If you purchase cannabis illegally on the black market and live in a state near Oregon, you could still be buying marijuana from Oregon dispensaries. The feds are none too happy with Oregon, as an overwhelming surplus of cannabis product has instigated cannabis diversion across state lines. An Oregon State Police report targeted the state as one of the leading exporters in the black market for premium cannabis while an audit targeted the Oregon Liquor Control Commission as lacking “robust” monitoring and enforcement policies to regulate the $480 million market.
The problem’s become so bad that Billy Williams, the U.S. Attorney for Oregon, revealed in a memo that the feds will target the illicit black market and any outlaw grows and operations that “pose a substantial risk of violence.” In response to the oversupply and reports, Oregon marijuana regulators have hit pause on issuing any new licenses since June 15.
This is all prelude to federal authorities arresting the Corvallis Cannabis Club owners for running “bust-out” credit card fraud schemes and interstate cannabis diversion operations, reports the Corvallis Gazette-Times. The owners, Mariam Gevorkova and Yeghishe Nazaryan, used the credit fraud to fund their illegal marijuana grows and diversion.
Never heard of a “bust-out” credit card scheme? It involves running up large credit card balances and paying them off using a co-conspirator’s bank account. Then the co-conspirator would contact their bank to challenge the charge and receiving a full refund before any financial institution could detect something was wrong. Prosecutors have accused the defendants of defrauding financial institutions of more than $1 million.

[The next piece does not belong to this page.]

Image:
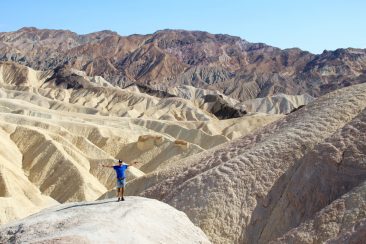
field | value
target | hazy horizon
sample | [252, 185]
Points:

Here’s where it gets crazier. Authorities weren’t even investigating the Corvallis Club owners for diversion, but a man waving a gun around and demanding money tipped them off.
The complaint states a man told Corvallis police in June 2017 that several Corvallis residents were involved in large-scale fraud. The man, identified only as O.J. in the complaint, said he had agreed to be a part of the scheme and was promised money but was never paid. The man told this to police after officers responded June 6, 2017, to a home on Southwest Philomath Boulevard for a report of O.J. threatening people with a gun and demanding payment, according to the complaint. O.J. told Corvallis police officers that he wanted to talk to the FBI about the fraud, the complaint states. O.J. is not facing charges in the case.
Authorities were then able to make a connection to the Corvallis Club operation and a convenience store in Peoria, Illinois selling black market cannabis. This comes eight months after Richard Hawkins, the owner of a popular Oregon marijuana-extraction company, was arrested in Nebraska with a $1.1 million worth of marijuana products. Not a good luck for the industry.
In addition to halting issuing licenses, the OLCC also announced plans earlier this year to have spot inspections with cannabis businesses. As another effort to curtail the black market, the OLCC will ask outdoor growers to inform them of each of their harvests ahead of time.